Unsecured debts are not tied to assets. They include credit card debt, signature loans, medical bills, and debts for other types of services.
Debt consolidation means combining all your debts into a single loan at a lower rate, which can be done in a number of ways.
Credit unions are among the best sources of lower interest debt consolidation loans. If you do not belong to a credit union, other options, including banks, are available. You can explore debt consolidation loans on your own or through a credit counsellor.
Beware of unscrupulous lenders offering fast approvals and easy terms. Remember, if it sounds too good to be true, it probably is.
Another way to consolidate your debt is by tapping the equity in your home. With a second mortgage or home equity loan, both the interest rate and monthly payment are likely to be considerably lower than they are on your current debts, thereby freeing up more money to pay off your debt.

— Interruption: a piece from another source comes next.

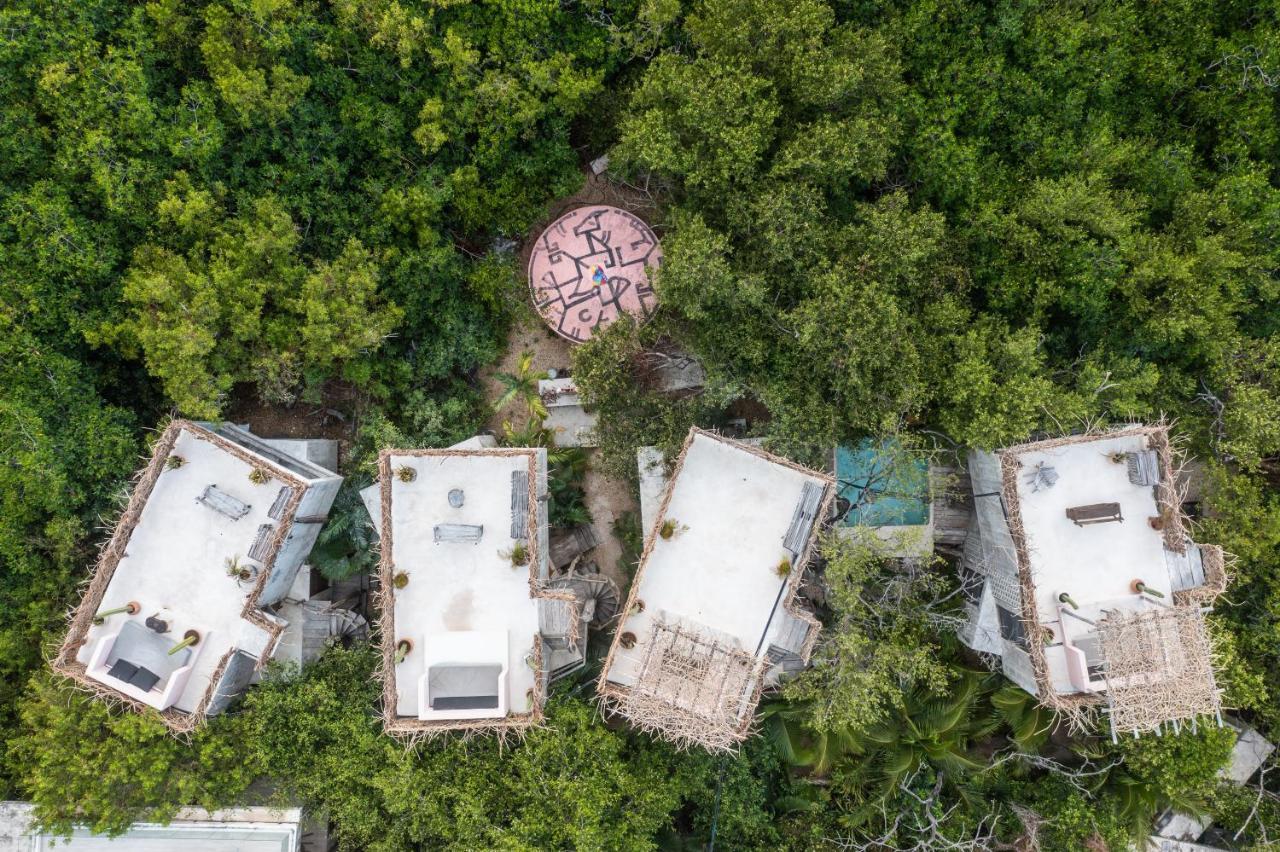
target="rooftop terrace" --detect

However, taking out a home equity loan or second mortgage can put your home at risk.
Before you even begin to explore this option seriously, ask yourself these questions - and answer them honestly.

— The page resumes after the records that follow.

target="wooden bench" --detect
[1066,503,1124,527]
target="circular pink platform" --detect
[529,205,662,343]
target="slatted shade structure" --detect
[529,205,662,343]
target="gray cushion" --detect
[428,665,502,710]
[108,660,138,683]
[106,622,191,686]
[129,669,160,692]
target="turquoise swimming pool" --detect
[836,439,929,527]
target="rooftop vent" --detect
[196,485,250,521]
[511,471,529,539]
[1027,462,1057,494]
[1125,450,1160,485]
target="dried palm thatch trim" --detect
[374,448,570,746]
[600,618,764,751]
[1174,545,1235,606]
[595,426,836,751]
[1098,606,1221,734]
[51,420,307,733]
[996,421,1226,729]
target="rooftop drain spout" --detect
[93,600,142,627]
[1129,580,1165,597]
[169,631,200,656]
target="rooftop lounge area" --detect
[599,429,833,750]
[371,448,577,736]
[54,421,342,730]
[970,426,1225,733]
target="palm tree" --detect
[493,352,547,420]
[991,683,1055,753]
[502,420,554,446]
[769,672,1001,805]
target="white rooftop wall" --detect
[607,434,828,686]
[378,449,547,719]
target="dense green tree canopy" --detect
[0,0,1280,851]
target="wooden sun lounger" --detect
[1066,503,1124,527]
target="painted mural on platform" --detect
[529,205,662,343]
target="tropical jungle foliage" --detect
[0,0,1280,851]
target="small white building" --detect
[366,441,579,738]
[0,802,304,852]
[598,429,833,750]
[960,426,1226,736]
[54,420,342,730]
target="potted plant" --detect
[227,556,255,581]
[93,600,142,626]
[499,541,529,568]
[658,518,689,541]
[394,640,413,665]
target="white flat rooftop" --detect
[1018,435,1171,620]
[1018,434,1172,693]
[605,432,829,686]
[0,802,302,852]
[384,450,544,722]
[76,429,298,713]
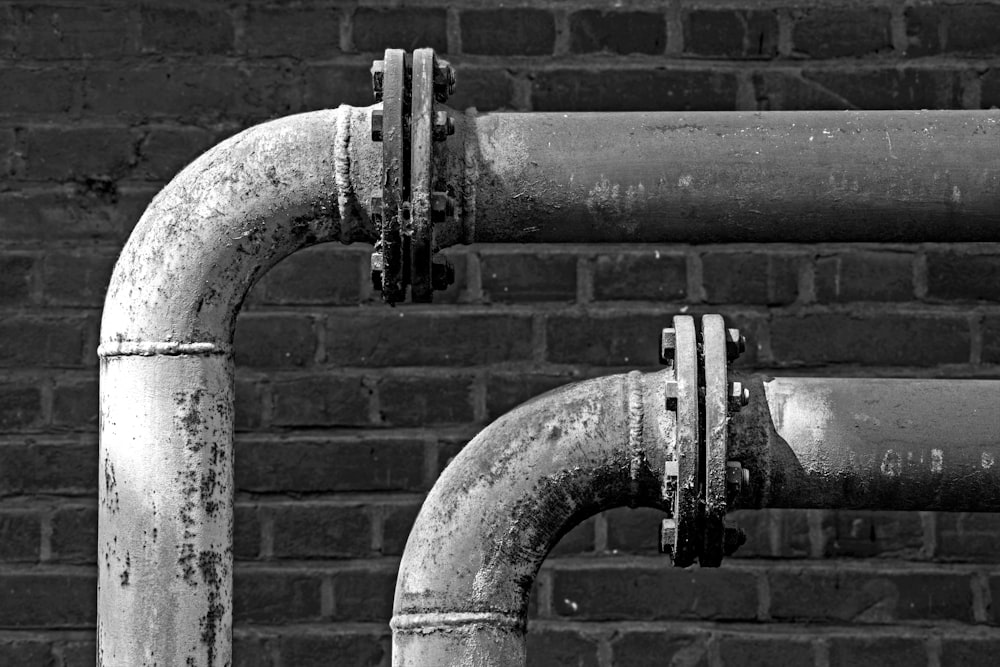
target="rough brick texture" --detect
[0,0,1000,667]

- Have I controlled my spending so that I am now living within my income - spending less than my pay packet each month?
- Have I developed good money management habits and can I be certain that, when my current financial crisis is over, I will continue to save and spend wisely?

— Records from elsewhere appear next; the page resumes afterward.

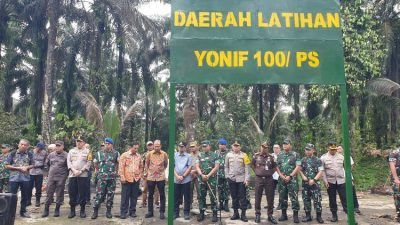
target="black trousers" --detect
[68,177,90,207]
[147,180,165,213]
[10,181,30,214]
[28,175,43,202]
[46,179,65,205]
[255,176,275,216]
[228,179,247,210]
[120,180,140,215]
[174,182,191,215]
[328,183,347,212]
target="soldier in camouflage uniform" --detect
[196,140,220,222]
[216,138,230,212]
[300,143,324,223]
[92,138,120,219]
[389,145,400,223]
[276,139,300,223]
[0,144,10,193]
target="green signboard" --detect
[171,0,344,84]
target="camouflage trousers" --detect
[218,178,230,203]
[278,177,300,211]
[0,178,10,193]
[392,182,400,215]
[93,179,116,208]
[197,177,218,212]
[302,183,322,212]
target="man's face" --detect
[56,144,64,153]
[130,145,139,154]
[232,145,240,152]
[18,140,29,151]
[201,145,211,152]
[1,147,10,154]
[106,142,114,150]
[218,144,226,151]
[283,143,292,151]
[76,140,85,149]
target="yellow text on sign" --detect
[194,50,249,67]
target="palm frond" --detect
[366,78,400,96]
[75,91,104,131]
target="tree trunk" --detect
[42,0,59,144]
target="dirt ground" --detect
[15,186,397,225]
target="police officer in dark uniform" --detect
[251,142,277,224]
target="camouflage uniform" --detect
[0,154,10,193]
[94,150,119,208]
[276,151,301,211]
[389,150,400,216]
[215,149,230,207]
[196,151,220,212]
[301,156,324,213]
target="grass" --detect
[353,157,390,191]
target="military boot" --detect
[106,207,112,219]
[68,206,76,219]
[293,211,300,223]
[278,209,288,221]
[223,201,229,212]
[331,211,338,222]
[54,204,61,217]
[211,211,218,223]
[317,212,324,223]
[197,210,205,222]
[42,203,50,217]
[231,209,240,220]
[240,210,249,222]
[92,207,99,220]
[79,206,86,218]
[301,212,312,223]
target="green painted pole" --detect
[168,83,176,225]
[340,84,356,225]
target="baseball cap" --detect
[104,138,114,145]
[218,138,228,145]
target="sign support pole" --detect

Only if you can honestly answer "yes" to these questions should you begin exploring the possibility of tapping your home equity to consolidate your debt. If you cannot answer "yes" to these questions, it is very likely that once you have paid off your current debt, you will revert to the same bad habits that got you into trouble in the first place. Eventually, your mounting debt load will threaten your ability to pay your home mortgage expenses each month that will now be higher than before because of the added second mortgage or home equity payment.
If you do not handle a second mortgage or home equity loan responsibly, you could lose your home.
If you decide to tap your home equity, be sure you are working with a reputable lender, as there are many unscrupulous home equity and second mortgage specialists operating in the marketplace. If you plan to remain in your home for years and already have a low interest rate locked in for 30 years, be wary of a promise of lower payments by converting to an adjustable rate mortgage that may mean lower short-term payments but could mean significantly higher payments in a few years if interest rates go up.
Also be wary of prepayment penalties on loans, and loans that have balloon payments, unless you understand them well and are fully comfortable with following these terms.